Portanto, a confissão realizada pela forma escrita e efectuada, através de ilustre mandatário, como ocorreu no caso “sub judice”, não produz efeito, assim o impõem os princípios da oralidade e da imediação, subjacentes à fase processual de audiência de discussão e julgamento.
A espontaneidade e extensão da confissão devem ser analisadas e avaliadas pelo tribunal, sob pena de nulidade. Acresce que, também, se entende que o mesmo se impõe relativamente à genuidade, atendendo ao princípio da descoberta da verdade material, subjacente ao processo penal, apesar de não se mostrar essa imposição expressa na lei.
A conclusão a retirar é a de que não tem valor a confissão efectuada por escrito ou transmitida através de mandatário. Portanto, o tribunal “a quo”, baseou a sua convicção da prova e fixação da matéria de facto, e serviu-se, na formação da sua convicção, de um meio de um meio de prova nulo.
A Jurisprudência já se pronunciou sobre esta matéria, referimos, a título de exemplo, os arrestos seguintes:
- Ac. TRG de 7-12-2009, CJ, 2009, T5, pág.270: I. A confissão integral e sem reservas implica não só a aceitação dos factos imputados, mas também a dimensão normativa que lhes é dada. … III. Não tendo o julgador cumprido as formalidades previstas no artº 344º, nº1 do CPP, ocorre uma nulidade que afecta a audiência, devendo ser ordenada a repetição do julgamento.
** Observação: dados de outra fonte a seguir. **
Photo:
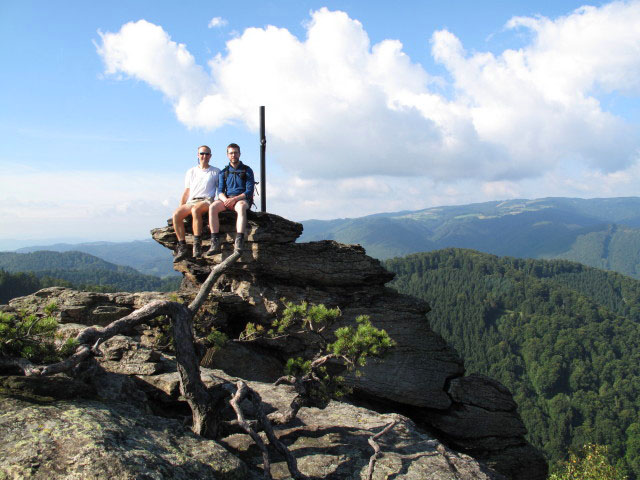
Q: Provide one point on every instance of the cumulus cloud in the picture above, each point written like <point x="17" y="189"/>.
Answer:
<point x="217" y="22"/>
<point x="339" y="106"/>
<point x="98" y="205"/>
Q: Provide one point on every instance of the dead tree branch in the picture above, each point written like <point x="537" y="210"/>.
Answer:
<point x="376" y="448"/>
<point x="211" y="279"/>
<point x="241" y="392"/>
<point x="292" y="464"/>
<point x="204" y="404"/>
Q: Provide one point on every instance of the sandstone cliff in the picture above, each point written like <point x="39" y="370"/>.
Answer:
<point x="123" y="416"/>
<point x="422" y="378"/>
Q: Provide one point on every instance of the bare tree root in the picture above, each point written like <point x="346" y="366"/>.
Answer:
<point x="292" y="464"/>
<point x="302" y="387"/>
<point x="204" y="404"/>
<point x="376" y="447"/>
<point x="23" y="364"/>
<point x="206" y="287"/>
<point x="241" y="392"/>
<point x="282" y="418"/>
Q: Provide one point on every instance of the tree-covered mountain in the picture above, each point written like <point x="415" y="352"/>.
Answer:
<point x="600" y="232"/>
<point x="146" y="256"/>
<point x="83" y="271"/>
<point x="563" y="337"/>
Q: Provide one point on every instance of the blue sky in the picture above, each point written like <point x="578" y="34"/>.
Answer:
<point x="370" y="107"/>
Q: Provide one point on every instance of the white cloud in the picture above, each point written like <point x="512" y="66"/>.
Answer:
<point x="217" y="22"/>
<point x="97" y="205"/>
<point x="338" y="106"/>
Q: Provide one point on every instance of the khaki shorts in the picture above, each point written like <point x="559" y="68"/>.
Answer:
<point x="193" y="201"/>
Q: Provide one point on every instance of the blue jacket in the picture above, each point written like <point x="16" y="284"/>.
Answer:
<point x="235" y="181"/>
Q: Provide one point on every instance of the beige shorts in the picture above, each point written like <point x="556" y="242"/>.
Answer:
<point x="193" y="201"/>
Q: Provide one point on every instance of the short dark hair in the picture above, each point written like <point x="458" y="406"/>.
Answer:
<point x="233" y="145"/>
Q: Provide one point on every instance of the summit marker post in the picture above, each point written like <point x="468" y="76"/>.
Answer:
<point x="263" y="173"/>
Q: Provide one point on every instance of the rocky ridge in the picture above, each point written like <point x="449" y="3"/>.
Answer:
<point x="423" y="377"/>
<point x="443" y="410"/>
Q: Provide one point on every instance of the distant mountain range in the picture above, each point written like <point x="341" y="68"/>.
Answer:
<point x="83" y="271"/>
<point x="599" y="232"/>
<point x="146" y="256"/>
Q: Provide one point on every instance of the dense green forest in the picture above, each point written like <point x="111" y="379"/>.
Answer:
<point x="146" y="256"/>
<point x="563" y="337"/>
<point x="77" y="270"/>
<point x="599" y="232"/>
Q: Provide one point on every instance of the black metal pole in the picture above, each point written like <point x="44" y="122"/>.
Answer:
<point x="263" y="173"/>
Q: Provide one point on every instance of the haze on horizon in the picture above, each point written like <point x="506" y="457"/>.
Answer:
<point x="369" y="109"/>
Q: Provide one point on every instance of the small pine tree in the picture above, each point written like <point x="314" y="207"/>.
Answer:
<point x="315" y="385"/>
<point x="33" y="338"/>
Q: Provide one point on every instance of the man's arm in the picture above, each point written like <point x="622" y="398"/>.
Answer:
<point x="249" y="185"/>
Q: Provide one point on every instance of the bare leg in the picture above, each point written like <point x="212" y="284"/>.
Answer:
<point x="196" y="212"/>
<point x="241" y="208"/>
<point x="178" y="220"/>
<point x="214" y="222"/>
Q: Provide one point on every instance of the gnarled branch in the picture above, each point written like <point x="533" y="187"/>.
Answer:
<point x="376" y="448"/>
<point x="241" y="392"/>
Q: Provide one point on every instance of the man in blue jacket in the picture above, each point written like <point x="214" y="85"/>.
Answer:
<point x="235" y="193"/>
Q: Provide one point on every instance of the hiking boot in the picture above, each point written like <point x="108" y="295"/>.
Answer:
<point x="197" y="247"/>
<point x="181" y="252"/>
<point x="216" y="246"/>
<point x="239" y="243"/>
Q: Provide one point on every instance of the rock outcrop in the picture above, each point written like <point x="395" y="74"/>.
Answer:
<point x="125" y="414"/>
<point x="56" y="427"/>
<point x="423" y="377"/>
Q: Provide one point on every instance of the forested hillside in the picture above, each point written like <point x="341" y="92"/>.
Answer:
<point x="564" y="338"/>
<point x="83" y="271"/>
<point x="146" y="256"/>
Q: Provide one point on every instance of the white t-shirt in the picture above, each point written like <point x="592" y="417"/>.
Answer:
<point x="202" y="183"/>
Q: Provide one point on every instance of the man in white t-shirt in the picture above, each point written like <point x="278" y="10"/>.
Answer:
<point x="200" y="188"/>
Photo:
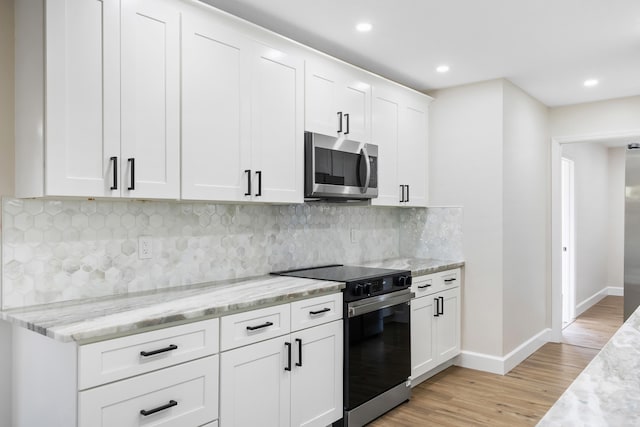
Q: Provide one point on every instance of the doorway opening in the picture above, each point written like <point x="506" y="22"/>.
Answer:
<point x="568" y="242"/>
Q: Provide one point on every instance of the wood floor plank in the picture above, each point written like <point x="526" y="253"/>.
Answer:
<point x="465" y="397"/>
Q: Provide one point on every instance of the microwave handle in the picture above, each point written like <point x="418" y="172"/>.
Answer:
<point x="367" y="179"/>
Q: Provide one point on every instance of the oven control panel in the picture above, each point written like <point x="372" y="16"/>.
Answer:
<point x="377" y="286"/>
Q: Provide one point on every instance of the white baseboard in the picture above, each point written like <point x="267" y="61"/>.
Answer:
<point x="502" y="365"/>
<point x="617" y="291"/>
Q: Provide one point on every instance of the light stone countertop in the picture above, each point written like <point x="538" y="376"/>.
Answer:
<point x="607" y="392"/>
<point x="108" y="317"/>
<point x="102" y="318"/>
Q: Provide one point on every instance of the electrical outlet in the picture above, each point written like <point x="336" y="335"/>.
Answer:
<point x="355" y="235"/>
<point x="145" y="247"/>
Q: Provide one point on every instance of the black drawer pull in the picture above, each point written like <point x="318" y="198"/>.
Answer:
<point x="115" y="173"/>
<point x="288" y="367"/>
<point x="264" y="325"/>
<point x="160" y="350"/>
<point x="299" y="362"/>
<point x="171" y="404"/>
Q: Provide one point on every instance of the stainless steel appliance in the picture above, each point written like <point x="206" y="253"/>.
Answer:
<point x="377" y="338"/>
<point x="632" y="231"/>
<point x="339" y="168"/>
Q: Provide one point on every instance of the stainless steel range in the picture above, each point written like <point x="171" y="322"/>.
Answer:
<point x="377" y="337"/>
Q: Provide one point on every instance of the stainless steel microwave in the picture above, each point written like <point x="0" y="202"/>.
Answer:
<point x="339" y="168"/>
- Ac. TRP de 15-12-1999: II. A confissão do arguido só é relevante em audiência quando prestada nos termos e pela forma estabelecida no artigo 344 do Código de Processo Penal, sendo que as declarações do arguido só podem ser lidas em audiência nos termos do artigo 357 do mesmo Código, pelo que, fisicamente ausente o arguido, o meio de prova da sua confissão é inadmissível e é igualmente inadmissível o meio de prova relativa às suas declarações por não ocorrerem os pressupostos do citado artigo 357 (n.º 1 alínea a)).
Conclui-se, como supra referido: “…não tem valor a confissão efectuada por escrito ou transmitida através de mandatário. Portanto, o tribunal “a quo”, baseou a sua convicção da prova e fixação da matéria de facto, e serviu-se, na formação da sua convicção, de um meio de um meio de prova nulo.”.

III - DECISÃO
Em face do exposto, acordam os Juízes que compõem a 1ª Subsecção Criminal do Tribunal da Relação de Évora em conceder provimento ao mencionado recurso, pelos fundamentos retro expressos, diversos dos alegados, anulando-se o julgamento, reenviando-se o processo para que se realize novo julgamento, e se apure e se julgue em conformidade.
Sem Custas.

(Processado por computador e integralmente revisto pela relatora que rubrica as restantes folhas).